CEO and functional leaders must be seeking talent all the time even if the company is not hiring. A+ player can come from anywhere.
A+ players are often missed because they don't fit a box or definition or the job descriptions. Look for traits, superpowers, attitude, how they answer questions, how they think, evaluate their career choices as a whole vs hiring based on the prior role they have had, for example.
A+ players want to achieve a big mission. They are mission driven and goal oriented. They are part of the team with a clear mission. They want to achieve the mission. They are able to break down the mission into goals and execute.
A+ players are confident and do not have ego. Really figure this out before you hire a person. Ego is toxic in a team environment. Teams should be made up of confident, driven, smart, hands-on, and nice people.

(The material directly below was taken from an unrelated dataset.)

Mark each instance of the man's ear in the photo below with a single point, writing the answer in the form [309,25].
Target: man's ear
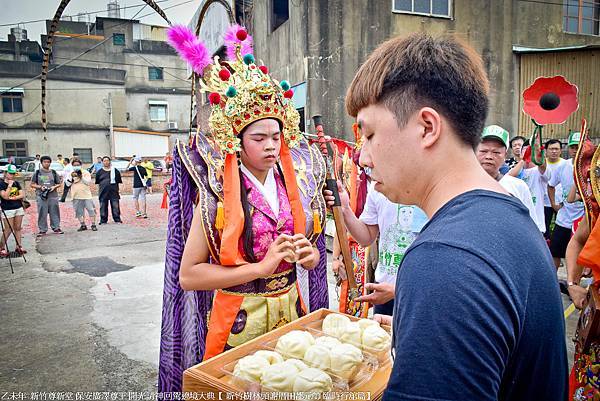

Look at if the person has overcome big challenges - in their personal and professional lives.
Look for people who are constantly learning to build or strengthen their superpowers.
Look for people who are strategic and hands on. They think and reflect and absorb the big picture and they work with others to deliver on the specific elements of the big picture.
A+ players work hard. Working hard is an essential element to achieving big things. No way around it. It is not for everyone which is fine. Don't be apologetic that you want to build an A+ team with people who want to work hard.
A+ teams have crystal clear goals that are stupid simple and everyone from the EA to the CEO can articulate and get it. Win yellow jersey and let's talk about how. That is a clear goal. Everyone plays a role and is accountable to achieve this goal. Same in startups. Too many goals or measurements confuse people and accountability is lost. A+ players get frustrated and under-performers start to grow.
Diversity. A+ teams are hard to build but look at this year and prior year's Tour de France team. They are diverse in skills, age, culture, experience and where they grow up and from!